Microsoft’s line is that Barnes & Noble, unlike game HTC, Amazon, and others, has failed to license these methods (yet uses them anyway, bold as brass), and now faces stern reprimand.
For your convenience, I’ve collected the patents here:
- 5,889,522: System provided child window controls
- 5,778,372: Remote retrieval and display management of electronic document with incorporated images
- 6,339,780: Loading status in a hypermedia browser having a limited available display area
- 6,891,551: Selection handles in editing electronic documents
- 6,957,233: Method and apparatus for capturing and rendering annotations for non-modifiable electronic content
Interestingly, Microsoft isn’t just suing Barnes & Noble, captain of the great ship Nook, but also Foxconn and Inventec, which comprise the engine room — and have as little to do with UI optimization as a engine stoker does with the captain’s table (and with that, the nautical metaphor overstays its welcome). It may be just to make those huge manufacturing entities aware of who they are dealing with, and make sure they are working to, legally speaking, a high standard.
I’m not going to bother taking a close look at the patents; I’m not a lawyer, for one thing, but also, the patent world isn’t really something navigable by common sense alone.

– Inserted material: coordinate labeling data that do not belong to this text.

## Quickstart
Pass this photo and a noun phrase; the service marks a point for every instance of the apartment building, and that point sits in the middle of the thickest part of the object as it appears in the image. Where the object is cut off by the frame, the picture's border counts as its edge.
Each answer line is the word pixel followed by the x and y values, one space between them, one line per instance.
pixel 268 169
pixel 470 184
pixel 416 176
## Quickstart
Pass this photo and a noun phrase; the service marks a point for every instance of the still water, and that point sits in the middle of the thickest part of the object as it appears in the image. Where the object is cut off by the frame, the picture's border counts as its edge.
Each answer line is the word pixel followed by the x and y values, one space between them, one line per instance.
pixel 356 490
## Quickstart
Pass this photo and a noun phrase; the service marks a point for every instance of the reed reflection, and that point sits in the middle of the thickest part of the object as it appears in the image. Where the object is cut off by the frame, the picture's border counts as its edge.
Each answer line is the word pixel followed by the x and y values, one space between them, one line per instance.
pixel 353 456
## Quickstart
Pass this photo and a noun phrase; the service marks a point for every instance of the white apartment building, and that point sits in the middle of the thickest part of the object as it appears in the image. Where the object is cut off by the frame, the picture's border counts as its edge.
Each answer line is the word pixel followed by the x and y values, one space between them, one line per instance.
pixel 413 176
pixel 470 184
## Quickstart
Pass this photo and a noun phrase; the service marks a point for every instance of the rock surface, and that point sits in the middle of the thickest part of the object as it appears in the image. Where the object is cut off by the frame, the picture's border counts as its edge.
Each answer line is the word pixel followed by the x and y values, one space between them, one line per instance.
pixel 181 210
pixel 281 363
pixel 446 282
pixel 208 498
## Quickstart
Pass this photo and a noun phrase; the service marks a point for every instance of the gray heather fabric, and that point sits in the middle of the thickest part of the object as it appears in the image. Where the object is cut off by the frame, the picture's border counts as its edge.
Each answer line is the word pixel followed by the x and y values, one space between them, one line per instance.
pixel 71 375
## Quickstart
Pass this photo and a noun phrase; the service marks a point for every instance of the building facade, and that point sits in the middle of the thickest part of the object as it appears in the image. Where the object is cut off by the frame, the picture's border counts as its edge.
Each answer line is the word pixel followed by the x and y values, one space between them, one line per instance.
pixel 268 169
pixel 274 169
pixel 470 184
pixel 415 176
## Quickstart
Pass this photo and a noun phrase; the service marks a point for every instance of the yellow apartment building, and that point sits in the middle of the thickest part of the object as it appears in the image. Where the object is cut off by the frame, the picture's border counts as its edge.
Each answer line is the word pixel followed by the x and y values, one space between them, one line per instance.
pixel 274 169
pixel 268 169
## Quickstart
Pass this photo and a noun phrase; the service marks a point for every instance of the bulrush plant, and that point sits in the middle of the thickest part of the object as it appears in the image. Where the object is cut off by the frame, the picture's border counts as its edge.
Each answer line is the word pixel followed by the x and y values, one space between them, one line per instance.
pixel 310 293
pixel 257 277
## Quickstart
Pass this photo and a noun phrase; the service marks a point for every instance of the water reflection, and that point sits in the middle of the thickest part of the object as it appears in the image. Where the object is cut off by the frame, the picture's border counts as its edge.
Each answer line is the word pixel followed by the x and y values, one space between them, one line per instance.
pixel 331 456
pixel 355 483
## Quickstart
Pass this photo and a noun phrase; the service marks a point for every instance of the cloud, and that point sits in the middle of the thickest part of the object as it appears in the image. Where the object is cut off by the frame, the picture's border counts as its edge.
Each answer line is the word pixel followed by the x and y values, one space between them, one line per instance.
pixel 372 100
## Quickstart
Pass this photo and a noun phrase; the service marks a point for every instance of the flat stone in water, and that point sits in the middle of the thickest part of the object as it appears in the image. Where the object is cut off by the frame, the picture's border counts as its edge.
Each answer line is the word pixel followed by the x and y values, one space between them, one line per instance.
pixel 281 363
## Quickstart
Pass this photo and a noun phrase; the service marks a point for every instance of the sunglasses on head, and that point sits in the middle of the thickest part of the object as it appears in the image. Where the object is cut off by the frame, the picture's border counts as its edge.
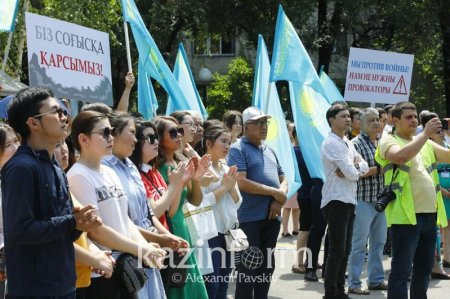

Like copyright, privacy, and every other area being reinvented by the internet, it has long become a playground for lawyers, who build strange labyrinths for themselves, as oblivious to users as users are to them.
It’s doubtful that the Nook devices will be pulled from shelves any time soon, if at all; Microsoft has a lot of explaining to do before any judge (excepting the disturbingly permissive one in charge of Sony’s case against Geohot) will grant a major step like that. Let’s hope those Nook Colors have been selling as well as some have said, because whether B&N fights it or not, this looks like it could get expensive.
Microsoft’s statement on the matter can be found here, and there’s additional commentary by their CVP and Deputy General Counsel here.
Update: Google, who is threatened indirectly by these patents, has this to say regarding the action: “Sweeping software patent claims like Microsoft’s threaten innovation. While we are not a party to this lawsuit, we stand behind the Android platform and the partners who have helped us to develop it.”